In exchange for a lunar rover, Japan will get seats on Moon-landing missions


Artist's illustration of a pressurized lunar rover design conceived by Toyota and the Japan Aerospace Exploration Agency.
Enlarge / Artist’s illustration of a pressurized lunar rover design conceived by Toyota and the Japan Aerospace Exploration Agency.

On the sidelines of the state visit by the Japanese prime minister to Washington this week, US and Japanese officials have signed an agreement to cement a partnership that will pave the way for a Japanese astronaut to walk on the Moon.

The Japanese astronaut, still unnamed, will become the first international astronaut to walk on the Moon under the auspices of the NASA-led Artemis program. Astronauts from NASA’s other major partners on Artemis—the European Space Agency (ESA), Canada, and the United Arab Emirates—will also get a chance to fly to the Moon, either to the planned Gateway space station in lunar orbit or on trips to the surface.

But Japan will get the first international seat on a lunar landing mission, President Biden announced Wednesday during a joint press conference with Japanese Prime Minister Fumio Kishida.
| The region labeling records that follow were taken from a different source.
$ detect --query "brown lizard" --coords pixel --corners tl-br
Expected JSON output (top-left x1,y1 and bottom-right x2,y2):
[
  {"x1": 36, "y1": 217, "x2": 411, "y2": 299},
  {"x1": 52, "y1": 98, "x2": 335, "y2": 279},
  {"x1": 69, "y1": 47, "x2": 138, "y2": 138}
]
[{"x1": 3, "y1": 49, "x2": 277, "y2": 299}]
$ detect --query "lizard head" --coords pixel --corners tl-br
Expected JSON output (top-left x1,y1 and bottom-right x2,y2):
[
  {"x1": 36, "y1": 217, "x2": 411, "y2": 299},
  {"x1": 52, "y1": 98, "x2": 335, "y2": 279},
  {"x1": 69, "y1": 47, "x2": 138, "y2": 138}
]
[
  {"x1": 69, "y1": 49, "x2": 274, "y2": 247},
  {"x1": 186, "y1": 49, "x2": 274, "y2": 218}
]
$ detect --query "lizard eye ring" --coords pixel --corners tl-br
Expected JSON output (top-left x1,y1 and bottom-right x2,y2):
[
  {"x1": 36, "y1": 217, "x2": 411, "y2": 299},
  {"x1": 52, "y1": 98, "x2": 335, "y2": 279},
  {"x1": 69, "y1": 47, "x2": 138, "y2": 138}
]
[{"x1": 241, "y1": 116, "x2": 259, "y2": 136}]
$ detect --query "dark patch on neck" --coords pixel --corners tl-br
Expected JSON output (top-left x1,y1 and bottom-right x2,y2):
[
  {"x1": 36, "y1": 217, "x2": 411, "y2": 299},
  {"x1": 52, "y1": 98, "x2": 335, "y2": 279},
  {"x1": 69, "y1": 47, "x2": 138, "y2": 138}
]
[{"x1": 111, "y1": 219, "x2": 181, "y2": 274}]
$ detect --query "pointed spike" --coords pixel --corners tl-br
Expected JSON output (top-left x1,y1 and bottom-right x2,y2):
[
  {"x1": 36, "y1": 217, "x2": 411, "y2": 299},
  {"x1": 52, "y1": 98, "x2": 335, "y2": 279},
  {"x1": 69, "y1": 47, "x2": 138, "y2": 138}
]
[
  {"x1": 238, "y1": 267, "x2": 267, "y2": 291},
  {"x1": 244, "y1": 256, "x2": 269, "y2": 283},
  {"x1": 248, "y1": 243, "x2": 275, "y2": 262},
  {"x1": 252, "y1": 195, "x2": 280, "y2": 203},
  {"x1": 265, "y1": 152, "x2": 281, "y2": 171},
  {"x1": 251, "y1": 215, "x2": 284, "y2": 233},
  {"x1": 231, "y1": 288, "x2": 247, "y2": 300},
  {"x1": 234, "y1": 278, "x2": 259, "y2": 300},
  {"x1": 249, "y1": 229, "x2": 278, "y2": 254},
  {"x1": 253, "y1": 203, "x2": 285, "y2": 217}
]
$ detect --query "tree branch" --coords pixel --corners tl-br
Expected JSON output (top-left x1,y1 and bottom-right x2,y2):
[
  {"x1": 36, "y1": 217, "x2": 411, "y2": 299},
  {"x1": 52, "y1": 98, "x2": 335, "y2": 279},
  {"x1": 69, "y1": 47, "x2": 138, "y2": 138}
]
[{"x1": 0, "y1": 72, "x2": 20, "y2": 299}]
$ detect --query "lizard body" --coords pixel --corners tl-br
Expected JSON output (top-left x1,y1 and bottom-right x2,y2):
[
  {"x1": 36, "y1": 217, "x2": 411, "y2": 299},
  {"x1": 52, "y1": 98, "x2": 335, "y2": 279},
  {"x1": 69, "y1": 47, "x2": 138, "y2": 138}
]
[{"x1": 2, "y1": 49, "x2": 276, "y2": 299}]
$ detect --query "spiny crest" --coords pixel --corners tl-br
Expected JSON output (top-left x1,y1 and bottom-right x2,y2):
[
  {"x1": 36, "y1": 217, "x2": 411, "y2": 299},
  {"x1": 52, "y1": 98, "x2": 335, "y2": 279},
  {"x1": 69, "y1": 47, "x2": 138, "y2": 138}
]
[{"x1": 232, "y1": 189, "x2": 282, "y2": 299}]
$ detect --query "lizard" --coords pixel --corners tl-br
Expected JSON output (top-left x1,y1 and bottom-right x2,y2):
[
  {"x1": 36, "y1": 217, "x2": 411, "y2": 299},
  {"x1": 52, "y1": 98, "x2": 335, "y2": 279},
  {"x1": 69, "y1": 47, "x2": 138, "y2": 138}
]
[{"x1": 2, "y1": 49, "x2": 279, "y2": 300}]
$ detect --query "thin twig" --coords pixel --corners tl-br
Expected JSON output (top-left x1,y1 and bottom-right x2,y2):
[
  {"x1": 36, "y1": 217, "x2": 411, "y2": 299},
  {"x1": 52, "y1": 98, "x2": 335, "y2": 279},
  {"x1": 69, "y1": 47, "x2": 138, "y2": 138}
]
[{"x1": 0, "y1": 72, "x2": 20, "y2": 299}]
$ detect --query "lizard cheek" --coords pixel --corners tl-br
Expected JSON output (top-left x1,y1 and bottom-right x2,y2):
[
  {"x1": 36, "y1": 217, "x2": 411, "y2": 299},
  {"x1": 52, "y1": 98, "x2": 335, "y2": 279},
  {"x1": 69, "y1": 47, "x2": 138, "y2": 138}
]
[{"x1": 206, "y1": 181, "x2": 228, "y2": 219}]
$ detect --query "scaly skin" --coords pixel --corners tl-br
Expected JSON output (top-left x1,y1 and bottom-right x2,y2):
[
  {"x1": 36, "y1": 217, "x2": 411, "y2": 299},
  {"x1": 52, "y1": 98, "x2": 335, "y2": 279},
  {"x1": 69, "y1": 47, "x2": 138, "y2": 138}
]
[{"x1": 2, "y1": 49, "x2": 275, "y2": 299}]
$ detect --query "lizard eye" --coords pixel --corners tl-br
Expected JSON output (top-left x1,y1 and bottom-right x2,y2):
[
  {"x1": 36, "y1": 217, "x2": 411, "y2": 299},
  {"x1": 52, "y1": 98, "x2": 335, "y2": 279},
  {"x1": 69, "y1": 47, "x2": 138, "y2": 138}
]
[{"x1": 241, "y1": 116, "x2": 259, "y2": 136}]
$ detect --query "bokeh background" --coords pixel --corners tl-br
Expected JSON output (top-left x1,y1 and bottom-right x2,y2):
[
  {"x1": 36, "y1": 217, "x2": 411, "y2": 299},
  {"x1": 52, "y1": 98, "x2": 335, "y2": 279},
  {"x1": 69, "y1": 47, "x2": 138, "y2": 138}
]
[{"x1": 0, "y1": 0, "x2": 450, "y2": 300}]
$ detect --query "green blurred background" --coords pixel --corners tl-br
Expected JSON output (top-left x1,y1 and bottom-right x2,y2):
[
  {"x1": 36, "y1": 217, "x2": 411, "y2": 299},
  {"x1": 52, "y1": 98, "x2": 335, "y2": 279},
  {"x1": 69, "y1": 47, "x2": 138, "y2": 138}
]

Other topics on the agenda for the official visit included deepening economic, military, scientific, and educational ties between the two nations.

“Those ties stretch up to the Moon, where two Japanese astronauts will join future American missions, and one will become the first non-American ever to land on the Moon,” Biden said.

An RV for the Moon

With international partnerships, NASA’s preference is to operate through barter arrangements with other space agencies.

On the International Space Station program, NASA and Russia’s space agency have a no-funds-exchanged agreement to provide seats for US astronauts on Russian Soyuz spacecraft and seats for Russian cosmonauts on US spaceships flying to and from orbit. NASA doles out seats for space station missions to ESA, Japan, and Canada based on each partner’s share of the lab’s operating costs.

This new agreement between the US and Japan is similarly transactional. Japan will oversee development of a pressurized lunar rover to ferry astronauts across the lunar surface. This is a significant commitment. It will take the better part of a decade to deliver the pressurized rover to the Moon. Japanese officials have not yet disclosed how much it will cost.

The Japan Aerospace Exploration Agency (JAXA) has been working with Toyota and Mitsubishi Heavy Industries for several years on the design of a pressurized rover. The vehicle would be roughly the size of two minibuses parked side by side, measuring nearly 20 feet (6 meters) long, 17 feet (5.2 meters) wide, and 12.5 feet (3.8 meters) tall. Its interior cabin could offer “comfortable accommodation” for two people, or four in an emergency, according to Toyota.

Mobility is important for NASA’s long-term goals at the Moon, which include surveying and harvesting resources like water ice and eventually building a lunar base on the surface.

The pressurized rover concept, which Toyota calls the “Lunar Cruiser,” could explore the moon with astronauts inside for up to 30 days at a time. Crew members will be able to take off their spacesuits and work inside the vehicle in regular clothing. When astronauts aren’t onboard, operators could remotely control the rover from a separate spacecraft or from Earth. Japanese officials aim to deliver it to the Moon in 2031, where it will operate for 10 years.

“It’s a mobile habitat,” said Bill Nelson, NASA’s administrator. “It’s a lunar lab, a lunar home, and a lunar explorer. It’s a place where astronauts can live, work, and navigate the lunar surface, leading to magnificent discoveries for all of us. What better representation of the power of partnership than this vehicle? It’s going to lead us to cover ground we’ve never covered before, because they’ll be out and can stay for several days on the surface.”

Japanese Prime Minister Fumio Kishida and US President Joe Biden meet at the White House on Wednesday. (Photo by Andrew Harnik/Getty Images)
Enlarge / Japanese Prime Minister Fumio Kishida and US President Joe Biden meet at the White House on Wednesday. (Photo by Andrew Harnik/Getty Images)

In exchange for Japan providing the pressurized rover for NASA’s use, NASA will assign two seats for Japanese astronauts on future Artemis landing missions.

“An implementing arrangement has been signed on this occasion, and the provision of the lunar rover by Japan and the allocation of two astronaut flight opportunities to the lunar surface to Japan were confirmed,” Kishida said through a translator. “Under the Artemis program, I welcome the lunar landing by a Japanese astronaut as the first non-US astronaut (on the Moon).”

The pressurized rover is separate from NASA’s unpressurized Lunar Terrain Vehicle, which will be more akin to the rovers Apollo astronauts drove around the Moon more than 50 years ago. Last week, NASA announced three industrial teams to refine their concepts for these smaller commercially developed unpressurized rovers.